When I got to the station, it was clear that this wouldn’t be the case. The back of the station was organised chaos, with volunteers and refugees milling around, distributing food or organising people. Sleeping and children’s play areas had been set up, and this had clearly become a temporary home for hundreds of families. At the ticket office, armed police were guarding the ticket machines, inspecting passports before you were allowed to buy a ticket, not that it would have got you anywhere.

The scale of what Europe is facing rapidly hit me. Although still accepting refugees, Germany is obviously desperate to regain some control over the situation, and the border at this rail crossing is probably going to remain closed for some time. I had to find another way to get to Munich.

Tickets into Germany were scarce, selling out quickly, and mainly only available at sales offices, not online.
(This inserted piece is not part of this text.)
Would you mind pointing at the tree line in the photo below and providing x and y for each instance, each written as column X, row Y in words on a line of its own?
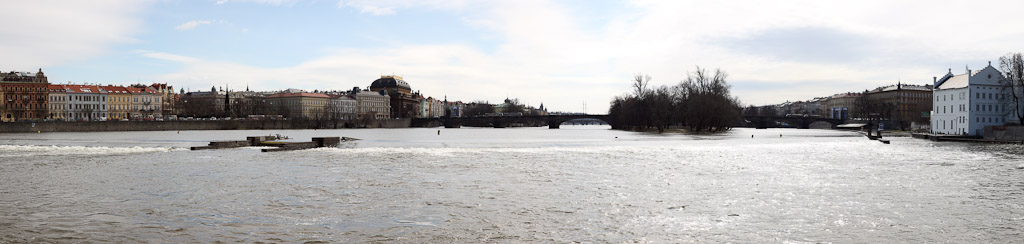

Buses seemed to be the only way, but with roadblocks throughout Austria, and the border being partially closed, it wasn’t clear if anything would be running at all, how delayed it might be, or if it might have to turn back. Neither the bus operators nor the staff at the bus stations could offer any reassurances. After a day of chasing tickets for services that shortly got cancelled, I shelled out a final €40 for a night bus that looked hopeful, and settled down for an evening of obsessing about roadblocks and border controls.

Just before midnight, dozens of clearly stressed people waited for the bus, worrying about where they would stay should they be left without anywhere to go in the middle of the night. When the bus finally arrived, the passengers desperately swarmed towards it, overpowering the driver.

I was lucky. The only thing that this cost me was a wasted ticket to the ballet (that I didn’t go to so I could catch the bus), some money, and a few hours of my time. I was stressed, for sure, but it was nothing compared to the stress and desperation that has become the reality for many families whose lives have become a matter of trying to find ways to travel to the next country.

In most of the central European countries, people are clearly very sympathetic to their plight, and are very willing to offer provisions, belongings, time and space to help ease the situation.

Our opinions are what define us as people, and what make us human

In the UK we’re clearly shielded from the worst of this crisis. Beyond the basics in the news, I hadn’t kept abreast of all the reporting surrounding this exodus of humanity, and so it wasn’t until I saw the crisis for myself that it became more of a reality, and I immediately become far more empathetic.

Cold, hard facts can tell you a lot about a situation, but to really understand it, you need to feel.

People write about their opinions to convey their emotional response to those that cannot witness something first­hand.

Through observing the reaction of others, we can be more informed, and draw more educated conclusions for ourselves. Through discussion, we can challenge negative sentiments, spread awareness, and explore new viewpoints.

Our opinions are what define us as people, and what makes us human. It is my opinion that if we experience something that changes our perspective, it is almost our duty to share that.

I am humbled to admit that the conclusions I draw at first are not always the way that I want to see things, and it is the ideas of others that change that. Comment is something that is important to me, and something that I’m proud of.